Steve Knode is the deputy senior commercial officer with the United States Commercial Service in Brazil, where Duke Center for Latin American and Caribbean Studies professor Ambassador Patrick Duddy once served as consul general.
Reporting to the minister counselor for commercial affairs at the U.S. Embassy in Brasilia, Steve helps oversee a network of five offices and 60 professionals across the country, working principally to assist U.S. exporters with market access and insights, as well as to promote Brazilian investment in the U.S.
A member of the U.S. Foreign Service, Knode has been in his current assignment since September 2012. His other international postings include Malaysia, Japan, and Hungary. Knode met with a group of Fuqua students on a Global Academic Travel Experience trip with Ambassador Duddy in Sao Paulo earlier this year. Knode shares some insights on the U.S. Commercial service and doing business in Brazil in this Fuqua Q&A.
Q: How involved is the U.S. Commercial Service in Brazil?
We have 20 industry specialists across the country who cover sectors ranging from ag equipment, aviation, and oil-and-gas, to environmental, medical, and information technologies. They can serve as the point of contact and resource for U.S. companies looking to navigate this often challenging market. The U.S. Commercial Service is the trade promotion arm of the U.S. Department of Commerce’s International Trade Administration. U.S. Commercial Service trade professionals in over 100 U.S. cities and in more than 75 countries help U.S. companies get started in exporting or increase sales to new global markets. We provide trade counseling, market intelligence, business matchmaking, advocacy and commercial diplomacy, as well as other trade promotion programs. In addition, through our SelectUSA initiative, we promote foreign direct investment in the U.S. We have a dedicated SelectUSA specialist, based in Sao Paulo, who can offer advice and insights on how to open a business – or expand existing operations – in the U.S.
Q: How have the deep recession and political uncertainty in Brazil affected the outlook for business?
By any measure, 2015 was a tough year for Brazil: GDP per capita decreased, unemployment hit a six-year high, inflation ended the year at a 12-year high, the Brazilian real shed a third of its value against the dollar, investment levels dropped, industrial output contracted, and the fiscal deficit ballooned to a record. The scandal connected to energy giant Petrobras poses another challenge to government and business, increasing uncertainty and creating a drag on growth – and indeed, contributed to the impeachment proceedings of President Dilma Rousseff.
But improvements in infrastructure and education, trade expansion, a broader presence of multinational business and the development of Brazil’s huge oil reserves will mitigate slower labor force growth and help to sustain labor productivity growth. If improvements in policy-making and the business environment were to exceed expectations, faster annual growth rates than those currently forecast would be achievable. Brazil’s large and diversified economy makes it attractive for investors, and the country will continue to attract the lion’s share of foreign direct investment (FDI) in Latin America. It’s important to take a long-term view in Brazil. From that perspective, it makes sense for companies to focus on the market now, with the expectation that it will return to growth.
Also, senior government officials from the interim Michel Temer administration have pledged to support the ongoing legal and investigative processes, and Petrobras has taken concrete steps to improve internal compliance mechanisms and restore confidence. While the economic and public relations consequences have been severe, Brazil may yet seize a silver lining: a comprehensive commitment to fight corruption could ultimately improve the business climate, benefiting local and international companies alike.
Q: What specific opportunities has the service been focused on?

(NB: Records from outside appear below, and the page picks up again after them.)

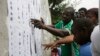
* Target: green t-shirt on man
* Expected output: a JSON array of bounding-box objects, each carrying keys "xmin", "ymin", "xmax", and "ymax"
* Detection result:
[{"xmin": 55, "ymin": 20, "xmax": 79, "ymax": 56}]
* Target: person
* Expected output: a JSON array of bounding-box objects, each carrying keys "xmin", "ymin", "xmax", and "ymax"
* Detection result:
[
  {"xmin": 46, "ymin": 18, "xmax": 94, "ymax": 56},
  {"xmin": 91, "ymin": 25, "xmax": 100, "ymax": 56},
  {"xmin": 87, "ymin": 8, "xmax": 98, "ymax": 26},
  {"xmin": 78, "ymin": 7, "xmax": 87, "ymax": 18},
  {"xmin": 32, "ymin": 7, "xmax": 79, "ymax": 56},
  {"xmin": 72, "ymin": 18, "xmax": 94, "ymax": 56}
]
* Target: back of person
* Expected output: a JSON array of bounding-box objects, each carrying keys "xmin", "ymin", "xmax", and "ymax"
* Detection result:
[{"xmin": 80, "ymin": 42, "xmax": 92, "ymax": 56}]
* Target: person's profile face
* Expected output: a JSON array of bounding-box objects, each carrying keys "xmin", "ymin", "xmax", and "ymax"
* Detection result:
[{"xmin": 62, "ymin": 12, "xmax": 72, "ymax": 21}]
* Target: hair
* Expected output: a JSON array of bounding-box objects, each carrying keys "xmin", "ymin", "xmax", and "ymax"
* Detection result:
[
  {"xmin": 64, "ymin": 7, "xmax": 75, "ymax": 18},
  {"xmin": 78, "ymin": 8, "xmax": 87, "ymax": 13},
  {"xmin": 87, "ymin": 8, "xmax": 98, "ymax": 19}
]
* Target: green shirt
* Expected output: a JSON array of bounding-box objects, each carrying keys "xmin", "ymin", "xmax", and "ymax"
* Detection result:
[{"xmin": 55, "ymin": 20, "xmax": 79, "ymax": 56}]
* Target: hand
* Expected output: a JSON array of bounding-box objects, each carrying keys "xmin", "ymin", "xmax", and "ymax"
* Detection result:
[{"xmin": 31, "ymin": 18, "xmax": 44, "ymax": 29}]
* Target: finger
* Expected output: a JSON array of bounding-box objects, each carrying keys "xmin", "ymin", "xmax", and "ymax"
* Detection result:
[{"xmin": 41, "ymin": 17, "xmax": 44, "ymax": 24}]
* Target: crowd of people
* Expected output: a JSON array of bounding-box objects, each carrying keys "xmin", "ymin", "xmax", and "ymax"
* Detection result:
[{"xmin": 31, "ymin": 7, "xmax": 100, "ymax": 56}]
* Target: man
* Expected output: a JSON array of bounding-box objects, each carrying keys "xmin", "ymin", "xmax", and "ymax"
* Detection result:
[
  {"xmin": 91, "ymin": 25, "xmax": 100, "ymax": 56},
  {"xmin": 78, "ymin": 8, "xmax": 87, "ymax": 18},
  {"xmin": 32, "ymin": 7, "xmax": 79, "ymax": 56},
  {"xmin": 72, "ymin": 18, "xmax": 94, "ymax": 56}
]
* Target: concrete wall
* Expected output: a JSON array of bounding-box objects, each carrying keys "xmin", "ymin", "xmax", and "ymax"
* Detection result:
[{"xmin": 0, "ymin": 0, "xmax": 8, "ymax": 56}]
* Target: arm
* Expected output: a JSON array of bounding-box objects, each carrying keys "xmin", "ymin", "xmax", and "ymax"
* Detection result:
[
  {"xmin": 43, "ymin": 25, "xmax": 69, "ymax": 37},
  {"xmin": 31, "ymin": 19, "xmax": 69, "ymax": 37}
]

The U.S. Commercial Service in Brazil has been very busy helping U.S. firms pursue contracts stemming from and related to the 2016 Olympic Games in Rio. Moving forward, our focus will include infrastructure development, franchising, health IT, and oil-and-gas – all areas with tremendous growth potential. Companies looking to take advantage should consider joining one of our upcoming trade missions. Also, we expect to coordinate in December a SelectUSA Roadshow that will provide an opportunity to get information from and meet with U.S. economic development organizations.
Q: You have worked all around the world. How has that experience shaped your approach to your work?
As anyone who has had the experience of learning a foreign language from scratch knows, it helps at first to have your conversation partner slow down a bit while talking so you can understand better. You are forced to listen intently, grasp the meaning of what is being conveyed, and do less speaking yourself. In a sense, that’s a good way to approach work in an international context, even if you become fluent in the native tongue. While I think by and large employees across the world desire very much the same things from a workplace, it is still hugely important to know as much about your surroundings as possible, and that means being open to and soliciting feedback – with a focus on the listening – as part of a two-way dialogue.